An incredible 116 people drowned after plunging into Moscow's rivers, lakes and ponds between June and the end of the first week of July according to the city's ambulance service.

There were no collapsing road bridges, no sinking passenger ferries, no packed trains plunging into lakes. Just one death after another, and another. The figure is another contributor to a demographic crisis that last year saw Russia's population decrease by 430,000 - the equivalent of a city the size of Edinburgh - setting the average life expectancy for a male at a mere 59 years.

It comes as no surprise to the Russians. While about 750 people drown every year in the United Kingdom, Russia regularly overtakes that figure within one summer month.

The population of 147 million is nearly three times that of Britain, but the number of drownings is 22 times higher. By contrast, an average of just over six Londoners drowned each month last year. The picture is the same throughout Russia, where 16,157 people last year went to a watery grave according to government statistics.

That figure, though horrifying, was lower than the carnage of 1995 when a record 20,458 drowned, more than a third of the total number of Americans who died in the Vietnam War in a decade. This heavy toll partly reflects the Russian tradition of spending summer weekends picnicking on the banks of rivers and lakes. Add to that a lack of public swimming baths, poor rescue services, dismal safety education, a population that has no money for other leisure activities, and some notoriously treacherous waterways, and the dimensions of the problem become clearer.

The figures for winter are also surprisingly high: 215 people drowned throughout Russia in January, including a sizeable number of fishermen who fell through ice.

Alcohol abuse also plays a terrible role.
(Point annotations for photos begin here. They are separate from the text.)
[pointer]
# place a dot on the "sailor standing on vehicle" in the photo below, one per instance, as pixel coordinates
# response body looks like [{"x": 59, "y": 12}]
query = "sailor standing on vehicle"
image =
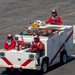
[
  {"x": 10, "y": 42},
  {"x": 19, "y": 44},
  {"x": 37, "y": 47},
  {"x": 54, "y": 19}
]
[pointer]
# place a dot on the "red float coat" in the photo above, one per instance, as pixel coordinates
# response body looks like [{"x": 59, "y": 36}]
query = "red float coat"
[
  {"x": 19, "y": 44},
  {"x": 9, "y": 44},
  {"x": 36, "y": 46},
  {"x": 56, "y": 21}
]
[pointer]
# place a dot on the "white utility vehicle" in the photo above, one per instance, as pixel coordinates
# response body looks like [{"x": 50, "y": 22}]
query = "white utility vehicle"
[{"x": 57, "y": 46}]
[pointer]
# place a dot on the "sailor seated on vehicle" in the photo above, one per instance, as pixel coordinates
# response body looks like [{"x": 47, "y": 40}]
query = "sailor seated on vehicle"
[
  {"x": 37, "y": 47},
  {"x": 20, "y": 44}
]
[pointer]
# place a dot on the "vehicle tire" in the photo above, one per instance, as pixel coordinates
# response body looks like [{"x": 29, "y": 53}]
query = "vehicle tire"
[
  {"x": 44, "y": 67},
  {"x": 63, "y": 58}
]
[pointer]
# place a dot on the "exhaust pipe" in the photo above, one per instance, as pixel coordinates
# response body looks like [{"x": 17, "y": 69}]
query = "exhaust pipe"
[{"x": 20, "y": 69}]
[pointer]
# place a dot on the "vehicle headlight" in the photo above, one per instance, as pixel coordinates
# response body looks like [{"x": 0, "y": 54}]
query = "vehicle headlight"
[
  {"x": 31, "y": 56},
  {"x": 2, "y": 54}
]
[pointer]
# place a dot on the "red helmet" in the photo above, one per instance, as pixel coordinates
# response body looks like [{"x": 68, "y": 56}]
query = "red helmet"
[
  {"x": 55, "y": 12},
  {"x": 36, "y": 37},
  {"x": 9, "y": 36}
]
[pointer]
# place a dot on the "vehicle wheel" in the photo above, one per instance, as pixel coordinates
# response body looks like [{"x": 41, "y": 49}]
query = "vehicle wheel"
[
  {"x": 44, "y": 68},
  {"x": 63, "y": 58}
]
Last month's list of the dead only included seven children; the rest were adults, of whom a large number were intoxicated.

According to Ivan Zelentsov, spokesman for Moscow's Civil Defence service, just under one third of those who drown in his area are drunk (an estimate which many Russians will consider conservative). "People are irresponsible. They try to swim in every possible lake or pond," he said.

A collapsed health care system, smoking, bad diet, pollution, and general economic decline bear much of the blame for Russia's shrinking population. Some demographers expect it to drop to 123 million over the next 33 years.

But accidents are also proving to be a huge killer. In 1995, a quarter of the Russian male deaths were the results of accidents and alcohol poisoning. The average age of the victims was 42 years, which suggests that Russia is losing manpower at a catastrophic rate.

One leading demographer, Sergei Yermakov, claims the country lost 2,000,000 working years in 1995 because of premature deaths, depriving the economy of potential earnings of $20bn.

And if those statistics aren't bad enough, then there's more bad news. Muscovites who persist in braving the treacherous waterways in the city face a new peril: traces of cholera have been detected in the water in five separate places.